Près de la moitié des personnes infectées par le SARS-CoV-2 ne développe pas de symptôme. Cependant, la réponse immunitaire induite par les formes asymptomatiques de la Covid-19 est encore mal caractérisée. L’étendue des fonctions antivirales des anticorps anti-SARS-CoV-2 est également mal comprise. En effet, les anticorps sont capables de neutraliser le virus, mais aussi d’activer des fonctions dites « non neutralisantes ». Parmi elles, la cytotoxicité dépendante des anticorps (antibody-dependent cellular cytotoxicity ; ADCC) et l’activation du complément sont des constituants majeurs de la réponse immunitaire et de l’efficacité de certains vaccins. L’ADCC est un phénomène en deux étapes, durant lequel les cellules infectées sont d’abord reconnues par les anticorps, puis détruites par les cellules NK. Le complément est un ensemble de protéines plasmatiques qui permet également l’élimination des cellules ciblées par les anticorps. La capacité des anticorps à activer ces fonctions non neutralisantes est encore très peu décrite dans le contexte de l’infection par le SARS-CoV-2.
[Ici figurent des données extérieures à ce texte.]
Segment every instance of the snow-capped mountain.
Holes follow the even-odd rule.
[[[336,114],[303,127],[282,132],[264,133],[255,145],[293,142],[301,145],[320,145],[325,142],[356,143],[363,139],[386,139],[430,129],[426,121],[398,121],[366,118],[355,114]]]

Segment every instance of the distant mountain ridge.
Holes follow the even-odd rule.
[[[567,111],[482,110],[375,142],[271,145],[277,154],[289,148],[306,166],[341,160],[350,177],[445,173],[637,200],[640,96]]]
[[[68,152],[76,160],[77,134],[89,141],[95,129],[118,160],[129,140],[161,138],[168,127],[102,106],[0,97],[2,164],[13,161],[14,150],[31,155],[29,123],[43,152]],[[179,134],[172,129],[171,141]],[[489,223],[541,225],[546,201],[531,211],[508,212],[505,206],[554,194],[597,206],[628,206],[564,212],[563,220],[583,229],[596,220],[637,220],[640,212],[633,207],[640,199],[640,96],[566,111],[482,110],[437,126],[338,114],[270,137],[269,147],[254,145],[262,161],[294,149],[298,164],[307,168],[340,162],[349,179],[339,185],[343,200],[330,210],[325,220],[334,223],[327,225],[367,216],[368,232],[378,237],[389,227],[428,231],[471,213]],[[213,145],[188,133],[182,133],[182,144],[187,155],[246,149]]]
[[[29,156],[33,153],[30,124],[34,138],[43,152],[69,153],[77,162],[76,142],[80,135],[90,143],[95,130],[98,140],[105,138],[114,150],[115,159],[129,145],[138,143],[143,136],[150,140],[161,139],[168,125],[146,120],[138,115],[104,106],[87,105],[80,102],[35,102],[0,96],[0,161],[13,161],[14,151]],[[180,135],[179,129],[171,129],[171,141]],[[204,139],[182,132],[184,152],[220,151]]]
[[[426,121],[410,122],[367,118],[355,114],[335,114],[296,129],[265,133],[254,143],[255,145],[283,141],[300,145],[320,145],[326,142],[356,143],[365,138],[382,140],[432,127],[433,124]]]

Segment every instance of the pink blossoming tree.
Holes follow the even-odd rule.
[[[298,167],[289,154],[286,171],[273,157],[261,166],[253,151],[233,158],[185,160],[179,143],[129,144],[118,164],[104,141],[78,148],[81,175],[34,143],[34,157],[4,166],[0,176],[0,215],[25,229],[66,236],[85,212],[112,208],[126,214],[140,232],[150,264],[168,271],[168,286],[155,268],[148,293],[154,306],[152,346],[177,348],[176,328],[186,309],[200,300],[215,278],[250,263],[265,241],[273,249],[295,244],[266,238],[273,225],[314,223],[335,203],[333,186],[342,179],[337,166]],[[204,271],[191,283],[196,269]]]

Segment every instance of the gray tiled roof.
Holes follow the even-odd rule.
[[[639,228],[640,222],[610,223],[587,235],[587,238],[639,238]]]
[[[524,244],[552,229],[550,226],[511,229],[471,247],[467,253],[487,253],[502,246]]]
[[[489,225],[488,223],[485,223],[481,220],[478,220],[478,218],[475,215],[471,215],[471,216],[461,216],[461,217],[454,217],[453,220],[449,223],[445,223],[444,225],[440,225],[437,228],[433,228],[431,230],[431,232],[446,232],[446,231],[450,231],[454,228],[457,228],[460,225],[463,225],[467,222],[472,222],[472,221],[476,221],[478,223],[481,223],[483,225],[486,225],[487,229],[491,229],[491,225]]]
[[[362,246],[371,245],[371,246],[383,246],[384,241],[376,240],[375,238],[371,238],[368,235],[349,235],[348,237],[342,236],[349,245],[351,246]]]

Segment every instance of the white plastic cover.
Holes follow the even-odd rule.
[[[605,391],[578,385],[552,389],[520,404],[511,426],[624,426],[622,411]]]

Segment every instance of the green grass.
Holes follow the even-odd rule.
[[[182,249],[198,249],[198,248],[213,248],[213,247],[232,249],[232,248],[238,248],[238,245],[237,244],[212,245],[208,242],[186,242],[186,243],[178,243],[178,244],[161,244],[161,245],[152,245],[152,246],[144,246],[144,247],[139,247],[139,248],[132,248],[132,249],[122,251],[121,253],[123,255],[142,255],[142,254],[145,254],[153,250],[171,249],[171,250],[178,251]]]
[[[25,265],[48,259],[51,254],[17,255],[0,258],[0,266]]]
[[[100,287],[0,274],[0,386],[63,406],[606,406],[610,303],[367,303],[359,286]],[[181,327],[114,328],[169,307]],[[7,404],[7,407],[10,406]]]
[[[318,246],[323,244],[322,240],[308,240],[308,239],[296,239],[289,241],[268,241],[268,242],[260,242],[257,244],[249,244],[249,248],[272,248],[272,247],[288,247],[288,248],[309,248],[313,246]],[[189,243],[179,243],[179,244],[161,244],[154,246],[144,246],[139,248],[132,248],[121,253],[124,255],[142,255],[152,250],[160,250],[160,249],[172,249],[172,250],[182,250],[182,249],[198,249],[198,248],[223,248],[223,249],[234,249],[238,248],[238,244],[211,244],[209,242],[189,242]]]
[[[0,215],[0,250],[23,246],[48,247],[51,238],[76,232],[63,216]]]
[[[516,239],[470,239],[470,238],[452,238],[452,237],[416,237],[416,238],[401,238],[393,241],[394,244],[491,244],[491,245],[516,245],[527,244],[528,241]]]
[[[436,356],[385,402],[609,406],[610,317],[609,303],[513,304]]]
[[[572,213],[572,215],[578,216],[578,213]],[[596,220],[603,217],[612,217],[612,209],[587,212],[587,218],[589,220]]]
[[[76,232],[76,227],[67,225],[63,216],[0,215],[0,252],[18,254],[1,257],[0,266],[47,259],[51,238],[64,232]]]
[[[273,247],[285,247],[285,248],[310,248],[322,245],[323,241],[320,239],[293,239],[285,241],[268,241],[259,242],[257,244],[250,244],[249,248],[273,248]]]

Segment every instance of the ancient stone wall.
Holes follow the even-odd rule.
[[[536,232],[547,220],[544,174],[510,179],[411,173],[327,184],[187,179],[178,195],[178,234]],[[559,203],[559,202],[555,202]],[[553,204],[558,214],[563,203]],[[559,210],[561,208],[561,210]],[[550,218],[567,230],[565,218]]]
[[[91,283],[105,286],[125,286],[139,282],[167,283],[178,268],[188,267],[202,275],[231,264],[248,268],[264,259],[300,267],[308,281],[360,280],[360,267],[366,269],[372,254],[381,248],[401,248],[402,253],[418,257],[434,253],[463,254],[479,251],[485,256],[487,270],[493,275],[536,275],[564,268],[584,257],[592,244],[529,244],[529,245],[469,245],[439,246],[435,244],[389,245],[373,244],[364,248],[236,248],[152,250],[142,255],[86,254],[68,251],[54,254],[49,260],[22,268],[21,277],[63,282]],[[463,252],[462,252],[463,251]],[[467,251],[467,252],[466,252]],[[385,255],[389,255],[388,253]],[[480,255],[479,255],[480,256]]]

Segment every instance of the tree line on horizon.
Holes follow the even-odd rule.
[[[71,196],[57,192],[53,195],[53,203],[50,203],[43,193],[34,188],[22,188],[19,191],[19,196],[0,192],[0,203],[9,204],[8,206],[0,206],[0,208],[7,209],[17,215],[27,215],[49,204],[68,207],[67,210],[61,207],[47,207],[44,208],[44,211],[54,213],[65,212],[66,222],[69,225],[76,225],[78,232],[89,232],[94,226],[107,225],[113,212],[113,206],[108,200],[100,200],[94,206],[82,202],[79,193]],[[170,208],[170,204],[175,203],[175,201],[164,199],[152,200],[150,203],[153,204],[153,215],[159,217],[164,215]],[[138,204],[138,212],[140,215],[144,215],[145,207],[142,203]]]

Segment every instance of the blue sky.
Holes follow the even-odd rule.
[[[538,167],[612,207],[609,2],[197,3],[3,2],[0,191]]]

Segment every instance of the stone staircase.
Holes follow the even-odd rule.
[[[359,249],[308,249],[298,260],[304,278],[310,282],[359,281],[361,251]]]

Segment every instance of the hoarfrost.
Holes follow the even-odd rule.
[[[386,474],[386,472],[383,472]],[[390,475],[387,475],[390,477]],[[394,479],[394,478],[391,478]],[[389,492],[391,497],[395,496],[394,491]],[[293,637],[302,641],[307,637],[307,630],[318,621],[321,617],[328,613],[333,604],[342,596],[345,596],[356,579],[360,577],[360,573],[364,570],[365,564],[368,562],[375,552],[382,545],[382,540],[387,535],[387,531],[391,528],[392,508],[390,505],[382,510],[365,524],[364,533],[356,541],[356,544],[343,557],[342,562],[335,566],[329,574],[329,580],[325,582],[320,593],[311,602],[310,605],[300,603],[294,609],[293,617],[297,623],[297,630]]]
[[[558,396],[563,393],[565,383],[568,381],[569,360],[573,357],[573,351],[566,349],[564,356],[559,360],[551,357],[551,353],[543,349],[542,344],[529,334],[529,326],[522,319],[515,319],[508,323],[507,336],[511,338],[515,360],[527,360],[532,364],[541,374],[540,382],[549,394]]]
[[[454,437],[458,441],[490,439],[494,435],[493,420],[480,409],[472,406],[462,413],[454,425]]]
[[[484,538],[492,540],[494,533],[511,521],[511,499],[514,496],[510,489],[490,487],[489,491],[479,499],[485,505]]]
Dans un premier temps, les équipes de l’Institut Pasteur, du CNRS et du VRI (Inserm/université Paris Est Créteil) ont mis au point de nouveaux tests permettant de mesurer les différentes fonctions des anticorps. Elles ont développé des tests pour étudier la mort cellulaire induite par les cellules NK ou par le complément en présence d’anticorps. En étudiant les cultures en temps réel grâce à la vidéo-microscopie, les chercheurs et chercheuses ont montré que les cellules NK, en présence des anticorps, peuvent tuer les cellules infectées, démontrant une nouvelle activité antivirale des anticorps.

Les scientifiques ont ensuite étudié des sérums de patients atteints de formes symptomatiques ou asymptomatiques de la Covid-19. En plus de leurs nouveaux tests, ils ont analysé les anticorps avec différentes méthodes préalablement développées à l’Institut Pasteur, telles que le test S-Flow pour rechercher la présence d’anticorps dirigés contre la Spike du SARS-CoV-2 et le test S-Fuse qui mesure la capacité de neutralisation de ces anticorps.

« Cette étude a permis de montrer que les individus infectés par le SARS-CoV-2 possèdent des anticorps capables d’attaquer le virus de différentes manières, en l’empêchant d’entrer dans les cellules (neutralisation) ou en tuant les cellules infectées grâce à l’activation des cellules NK (via la fonction ADCC). On parle donc d’anticorps polyfonctionnels », explique Timothée Bruel, co-auteur principal de l’étude et chercheur au sein de l’unité Virus et immunité à l’Institut Pasteur[1] et au VRI. En comparant différents groupes de patients, les scientifiques ont ensuite montré que les personnes asymptomatiques possèdent également des anticorps polyfonctionnels et que leur réponse est légèrement plus faible que celle des patients atteints de formes modérées de la Covid-19.

« Cette étude révèle de nouveaux modes d’action des anticorps et suggère que la protection induite par une infection asymptomatique est très proche de celle observée après une infection symptomatique », conclut Olivier Schwartz, co-auteur principal de l’étude et responsable de l’unité Virus et immunité à l’Institut Pasteur et au VRI (Inserm/université Paris Est Créteil).